An extension for panoramas that do not cover the complete vertical range, i.e. with a vertical field of view less than 180 degrees. Such panoramas might be the result of converting a cylindric panorama to a spherical panorama, which is necessary since Panosalado 2 does not natively support cylindric panoramas natively.
Some documentation to show how to use this extended version on your web page.

Please note that I have just implemented the things that I needed. For a demo of the functionality, please visit my panorama gallery. Basically, changing the camera's direction of view interactively is supported. Panosalado supports more than this, for instance, dynamic changes of the camera's field of view (zooming), auto-rotation (turning the camera without user interaction), hotspots, etc. Maybe, I will make (some of) these features available through my Flash component in the future. Since Panosalado is released under the GPL, I make the compiled viewer including the complete source code available on this web page (so feel free to add or change things).

For everyone requiring more functionality: You might also want to have a look at another player based on Panosalado called SaladoPlayer by Marek Standio.

Download

The ready to use viewer and the complete source code can be downloaded from here:

Version History

Version 2010-10-17: Fixed a bug that prevented the viewer from working with Flash player 10.1. Thanks to Marek for reporting this bug.
Version 2010-09-09: Initial release.

Using the Panorama Viewer

If you want to use the viewer on your web page, first download one of the archives above. From this archive, you only need the Flash component PanoSaladoViewer.swf. Copy this file onto your web server.

A minimal web page using the panorama viewer looks like this:

<html>

<head>
  <title>Pano Test</title> 
  <script type="text/javascript" src="scripts/swfobject.js"></script>
  <script type="text/javascript">
    var flashvars = {};
    flashvars.path = "pano/pano_f.xml";
    flashvars.fov = "55";
    flashvars.pan = "0";
    flashvars.tilt = "0";
    flashvars.info = "Foobar";
    var params = {};
    params.allowfullscreen = "true";
    swfobject.embedSWF("PanoSaladoViewer.swf", "PanoArea", "800", "600", "10", "expressInstall.swf", flashvars, params);
  </script>
</head>

<body>
<div id="PanoArea"> 
  This page requires Adobe Flash
  (<a href="http://www.adobe.com/go/getflashplayer">Download Adobe Flash</a>) 
</div>
</body>

</html>

The viewer requires Flash version 10. Swfobject takes care of loading the component and embedding it into the web page at the place of the element with the given id (PanoArea in the example).

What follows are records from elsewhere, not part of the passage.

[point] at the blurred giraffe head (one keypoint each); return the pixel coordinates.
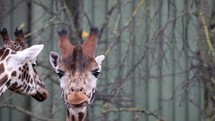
(17, 66)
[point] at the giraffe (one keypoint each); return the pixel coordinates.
(77, 69)
(17, 71)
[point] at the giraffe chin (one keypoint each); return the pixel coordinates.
(40, 96)
(77, 99)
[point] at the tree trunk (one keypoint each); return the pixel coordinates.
(206, 56)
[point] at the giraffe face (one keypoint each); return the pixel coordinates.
(22, 77)
(78, 76)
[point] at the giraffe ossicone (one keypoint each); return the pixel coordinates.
(17, 71)
(77, 69)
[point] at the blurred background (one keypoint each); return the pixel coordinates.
(159, 62)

The viewer is configured using the variable flashvars. The most important argument is path, which defines the path to the panorama. Actually, the panorama is not a single file but a set of files of a cubic panorama. This variable must point to the file with the extension “_f.xml” (see below for a describtion of how to create the file set of the cubic panorama).

The variable fov defines the camera's field of view. Larger values might result in quite distorted pictures. I recommend something around 55 degrees. pan and tilt specify the initial direction of the camera. With info you can specify a comment that is displayed when the about button is pressed (in additon to the credits to Zephyr Renner and Michael Rondinelli; cui honorem, honorem).

Creating a Cubic Panorama

Panosalado expects spherical panoramas to be defined as 6 sides of a cube. Moreover, these sides are split into tiles at different resolutions (called deep zoom). Together, this is a perfect combination to display high quality panorama images at high resolution without having to load the complete high resolution image in advance. However, most spherical panoramas are originally a single image representing an equirectangular projection. Typically, these images have dimensions such that image width = 2*image height (if your panorama has different dimensions, please check the output options of your panorama software for equirectangular projection). Zephyr Renner and Michael Rondinelli have developped two tools that convert such an equirectangular image into the right format for Panosalado, namely EquirectangularToCubic and DeepZoomTiler. For your convincience, I have included both applications into the above archives in the folder tools. However, you can also download them from the official Panosalado web page. In order to execute these programs, you need to install at least the runtime environment of Java available from the Java web page.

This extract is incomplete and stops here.